Lecture 45: CV Development, Congenital Heart Disease Flashcards
What are the critical events in cardiac development?
- Initial formation of straight heart tube with evolution into dual parallel circulations and a 4 chambered heart
- Formation of a brached vasculature and pump that is a low pressure circuit in utero but at birth has a requirement for high P systemic circulation to be separated from low P pulmonary circulation
- The heart must function before morphogenesis is complete
What are the steps of cardiac morphogenesis?
- myocardial specification and formation of linear heart tube
- looping
- septation
- patterning of the great vessels
- circulatory changes at birth
What is the cardiac crescent?
An epithelial layer of cardiac progenitor cells
Progenitors for myocardium, pericardium, endocardium
Located at the anterior rim of the embryonic disc
As the embryo grows, the developing heart assumes a position ventral to forebrain and foregut
How do the tubes of the heart first start forming?
Forms as two tubes
Heart progenitors migrate ventrally and medially to form a linear heart tube
What happens once the linear heart tube is formed?
Heart begins to beat -intrinsic pacemaker activity Blood flow commences -single circulation in series caudal to rostral Chamber specification
What is the secondary heart field?
Large parts of the RV and OT derive from a secondary field of cardiac precursors
Cells migrate into the outflow Tract and differentiate into muscle
A new formulation of secondary heart field disorders is in evolution
What are the potential types of secondary heart field defects?
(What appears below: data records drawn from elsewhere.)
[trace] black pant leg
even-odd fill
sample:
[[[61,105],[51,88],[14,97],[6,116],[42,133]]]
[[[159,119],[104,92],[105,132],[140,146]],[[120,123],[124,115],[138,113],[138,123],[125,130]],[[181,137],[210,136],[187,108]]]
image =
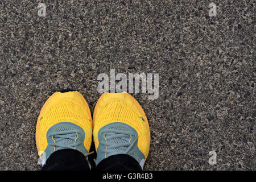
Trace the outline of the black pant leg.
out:
[[[126,154],[112,155],[101,160],[97,166],[98,171],[142,171],[139,163]]]
[[[63,149],[52,153],[43,166],[42,171],[89,171],[85,156],[73,149]]]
Hypoplastic right heart Some forms of DORV DiGeorge Syndrome Ebstein’s anaomaly Abnormality in Wnt signaling and association with LiCl
What is the significance of Islet1 gene?
11-18% of secondary heart field CHD can be traced back to ISL1 mutations
So screening of ISL1 may be appropriate for families with SHF-CHD
What is looping?
Linear heart tube bends to the right and anteriorly
Direction driven by regional differences in myocardial growth rate
Beginning of septation
-endocardial cushions (OFT and AV canal)
-interventricular septum
Myocardial trabeculation
Ventricle shifts left as bulbus cordis enlarges
Significance: first sign of asymmetry of heart
What are the effects of cardiac looping?
Atria assumes more rostral and posterior orientation
Aortic root and bulbis cordis is still pointed upwards (bulbis cordis is the yellow guy)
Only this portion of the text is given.